This is the mail archive of the
guile@sourceware.cygnus.com
mailing list for the Guile project.
Re: hash?
- To: Greg Harvey <Greg dot Harvey at thezone dot net>
- Subject: Re: hash?
- From: Lars Arvestad <arve at nada dot kth dot se>
- Date: 03 Jan 2000 09:59:03 +0100
- Cc: Miroslav Silovic <silovic at zesoi dot fer dot hr>, hanwen at cs dot uu dot nl, guile at sourceware dot cygnus dot com
- References: <14435.21234.279317.759162@dokkum.cs.uu.nl> <m3ogbggwev.fsf@behemoth.dethfart.org> <7eg0wrt3qe.fsf@zesoi.fer.hr> <yueu2l4zpwp.fsf@turing.nada.kth.se> <m31z84mn7a.fsf@behemoth.dethfart.org>
I said:
>> Regarding the code, isn't it possible to simply cast a block of four
>> characters as a long?
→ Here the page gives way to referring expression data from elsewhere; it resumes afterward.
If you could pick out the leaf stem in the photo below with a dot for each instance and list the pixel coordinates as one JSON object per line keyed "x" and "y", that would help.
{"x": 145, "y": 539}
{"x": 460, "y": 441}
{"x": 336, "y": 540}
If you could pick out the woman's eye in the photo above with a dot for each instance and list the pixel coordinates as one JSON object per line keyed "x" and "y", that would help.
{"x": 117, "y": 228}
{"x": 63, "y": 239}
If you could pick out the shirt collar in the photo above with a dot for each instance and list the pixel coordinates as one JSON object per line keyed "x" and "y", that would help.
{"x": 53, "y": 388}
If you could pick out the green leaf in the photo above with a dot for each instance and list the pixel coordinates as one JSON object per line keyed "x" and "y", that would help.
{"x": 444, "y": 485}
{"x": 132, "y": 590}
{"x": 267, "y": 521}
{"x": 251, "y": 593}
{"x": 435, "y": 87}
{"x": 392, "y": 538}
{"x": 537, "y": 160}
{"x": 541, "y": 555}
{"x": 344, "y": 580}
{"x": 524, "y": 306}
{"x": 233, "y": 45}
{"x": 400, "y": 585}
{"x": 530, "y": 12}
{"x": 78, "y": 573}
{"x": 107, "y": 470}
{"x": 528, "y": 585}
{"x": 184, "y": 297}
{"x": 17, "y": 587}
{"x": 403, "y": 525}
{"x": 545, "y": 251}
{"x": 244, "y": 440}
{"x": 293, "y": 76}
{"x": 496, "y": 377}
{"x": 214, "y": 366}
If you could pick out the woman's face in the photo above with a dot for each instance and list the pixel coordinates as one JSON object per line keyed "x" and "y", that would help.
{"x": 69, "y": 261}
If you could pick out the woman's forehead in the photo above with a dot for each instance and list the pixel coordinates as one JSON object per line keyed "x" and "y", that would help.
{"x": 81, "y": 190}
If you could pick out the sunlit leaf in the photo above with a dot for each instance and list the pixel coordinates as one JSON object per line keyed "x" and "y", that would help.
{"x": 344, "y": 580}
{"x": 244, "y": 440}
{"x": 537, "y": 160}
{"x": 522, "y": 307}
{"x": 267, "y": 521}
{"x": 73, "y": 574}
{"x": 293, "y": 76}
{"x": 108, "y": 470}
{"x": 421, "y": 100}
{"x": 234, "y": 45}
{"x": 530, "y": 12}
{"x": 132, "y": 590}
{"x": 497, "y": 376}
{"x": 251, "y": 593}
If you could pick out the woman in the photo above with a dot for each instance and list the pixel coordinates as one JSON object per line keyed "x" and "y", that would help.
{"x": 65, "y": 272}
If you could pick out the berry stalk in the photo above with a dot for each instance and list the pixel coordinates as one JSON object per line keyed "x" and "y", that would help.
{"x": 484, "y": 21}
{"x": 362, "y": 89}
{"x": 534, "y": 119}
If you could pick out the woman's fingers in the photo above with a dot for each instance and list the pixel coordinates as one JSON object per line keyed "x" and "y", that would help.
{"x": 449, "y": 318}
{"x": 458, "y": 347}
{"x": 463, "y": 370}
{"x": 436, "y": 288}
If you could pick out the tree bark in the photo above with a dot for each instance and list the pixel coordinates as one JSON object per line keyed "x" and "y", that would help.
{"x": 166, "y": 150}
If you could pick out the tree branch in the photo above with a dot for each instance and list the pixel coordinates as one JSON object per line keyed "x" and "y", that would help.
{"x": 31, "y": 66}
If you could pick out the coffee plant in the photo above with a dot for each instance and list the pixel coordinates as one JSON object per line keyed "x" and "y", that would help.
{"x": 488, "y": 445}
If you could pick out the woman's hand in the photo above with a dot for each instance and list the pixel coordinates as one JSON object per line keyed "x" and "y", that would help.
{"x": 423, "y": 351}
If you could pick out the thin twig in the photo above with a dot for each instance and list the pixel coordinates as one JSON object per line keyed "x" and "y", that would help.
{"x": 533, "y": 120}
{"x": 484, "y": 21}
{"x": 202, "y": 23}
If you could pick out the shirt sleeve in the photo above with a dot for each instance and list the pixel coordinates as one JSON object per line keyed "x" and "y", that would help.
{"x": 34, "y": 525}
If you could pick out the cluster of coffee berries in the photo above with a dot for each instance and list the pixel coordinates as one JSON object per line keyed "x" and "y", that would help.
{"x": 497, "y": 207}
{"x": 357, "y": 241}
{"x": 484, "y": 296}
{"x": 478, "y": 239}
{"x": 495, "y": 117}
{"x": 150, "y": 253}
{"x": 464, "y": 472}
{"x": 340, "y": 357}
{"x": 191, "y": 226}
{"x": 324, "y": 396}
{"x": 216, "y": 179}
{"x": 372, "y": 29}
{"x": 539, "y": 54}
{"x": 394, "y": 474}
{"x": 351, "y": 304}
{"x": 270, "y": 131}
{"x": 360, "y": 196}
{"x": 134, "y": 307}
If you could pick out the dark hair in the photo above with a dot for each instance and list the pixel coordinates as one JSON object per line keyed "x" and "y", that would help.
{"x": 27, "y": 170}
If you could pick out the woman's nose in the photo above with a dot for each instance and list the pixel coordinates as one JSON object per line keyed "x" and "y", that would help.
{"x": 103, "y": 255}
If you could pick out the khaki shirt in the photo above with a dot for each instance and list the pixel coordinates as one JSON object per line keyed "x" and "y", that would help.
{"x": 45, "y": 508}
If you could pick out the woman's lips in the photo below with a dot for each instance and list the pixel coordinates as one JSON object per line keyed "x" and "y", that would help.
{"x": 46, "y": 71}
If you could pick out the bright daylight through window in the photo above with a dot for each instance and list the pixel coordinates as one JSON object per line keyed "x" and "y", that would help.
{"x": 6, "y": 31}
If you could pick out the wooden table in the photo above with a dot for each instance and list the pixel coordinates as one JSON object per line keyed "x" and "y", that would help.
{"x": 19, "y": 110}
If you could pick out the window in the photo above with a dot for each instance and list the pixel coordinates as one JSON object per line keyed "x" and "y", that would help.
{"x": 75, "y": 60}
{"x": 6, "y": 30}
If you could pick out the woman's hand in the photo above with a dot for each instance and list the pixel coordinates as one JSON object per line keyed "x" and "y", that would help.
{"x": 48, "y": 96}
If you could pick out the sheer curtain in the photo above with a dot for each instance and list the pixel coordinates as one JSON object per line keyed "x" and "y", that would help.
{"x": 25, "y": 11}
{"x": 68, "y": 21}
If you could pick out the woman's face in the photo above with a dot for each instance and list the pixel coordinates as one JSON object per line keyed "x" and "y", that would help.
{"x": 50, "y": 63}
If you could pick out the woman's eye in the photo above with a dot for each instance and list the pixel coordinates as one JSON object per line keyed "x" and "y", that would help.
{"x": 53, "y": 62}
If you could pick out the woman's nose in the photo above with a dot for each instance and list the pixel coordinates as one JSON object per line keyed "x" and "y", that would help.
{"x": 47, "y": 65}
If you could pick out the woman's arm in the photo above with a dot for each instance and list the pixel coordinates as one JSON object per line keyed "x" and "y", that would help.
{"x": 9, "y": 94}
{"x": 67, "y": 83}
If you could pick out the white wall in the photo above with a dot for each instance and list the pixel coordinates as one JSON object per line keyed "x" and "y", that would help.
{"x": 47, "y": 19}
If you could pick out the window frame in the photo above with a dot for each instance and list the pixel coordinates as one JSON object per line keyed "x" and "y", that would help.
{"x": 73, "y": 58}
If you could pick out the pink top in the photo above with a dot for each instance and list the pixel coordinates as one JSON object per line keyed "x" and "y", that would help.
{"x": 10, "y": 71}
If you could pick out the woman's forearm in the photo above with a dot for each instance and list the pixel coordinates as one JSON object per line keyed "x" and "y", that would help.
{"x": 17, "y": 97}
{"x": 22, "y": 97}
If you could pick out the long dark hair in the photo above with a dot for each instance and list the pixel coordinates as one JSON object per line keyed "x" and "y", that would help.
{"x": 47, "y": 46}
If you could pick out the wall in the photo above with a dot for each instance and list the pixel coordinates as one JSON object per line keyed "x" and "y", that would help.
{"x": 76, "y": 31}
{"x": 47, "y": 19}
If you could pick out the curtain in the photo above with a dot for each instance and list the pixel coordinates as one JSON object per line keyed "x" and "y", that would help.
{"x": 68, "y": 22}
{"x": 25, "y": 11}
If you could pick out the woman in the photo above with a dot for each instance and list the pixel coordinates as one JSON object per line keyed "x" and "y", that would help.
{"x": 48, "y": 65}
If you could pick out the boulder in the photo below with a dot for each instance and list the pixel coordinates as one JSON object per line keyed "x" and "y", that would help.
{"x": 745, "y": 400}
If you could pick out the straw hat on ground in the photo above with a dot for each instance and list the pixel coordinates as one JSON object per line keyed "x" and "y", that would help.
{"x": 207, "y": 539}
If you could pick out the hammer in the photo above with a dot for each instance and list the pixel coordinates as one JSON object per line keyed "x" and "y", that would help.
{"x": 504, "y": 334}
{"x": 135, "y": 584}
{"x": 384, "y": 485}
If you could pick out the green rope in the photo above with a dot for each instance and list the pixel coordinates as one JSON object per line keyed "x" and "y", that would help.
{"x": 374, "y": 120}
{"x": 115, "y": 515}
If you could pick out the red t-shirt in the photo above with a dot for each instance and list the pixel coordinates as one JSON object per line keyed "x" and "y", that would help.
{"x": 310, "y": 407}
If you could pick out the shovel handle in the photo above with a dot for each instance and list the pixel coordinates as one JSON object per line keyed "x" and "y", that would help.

I realize that there can be word alignment
>> problems, but given a string pointer, that should not be an
>> issue. This way, four bytes/characters could be processed in one
>> read.
And Greg responded:
GH> Yep, but the ease of getting the characters probably isn't as much the
GH> reason that it only uses a small number of characters than the desire
GH> to keep the total number of other operations down.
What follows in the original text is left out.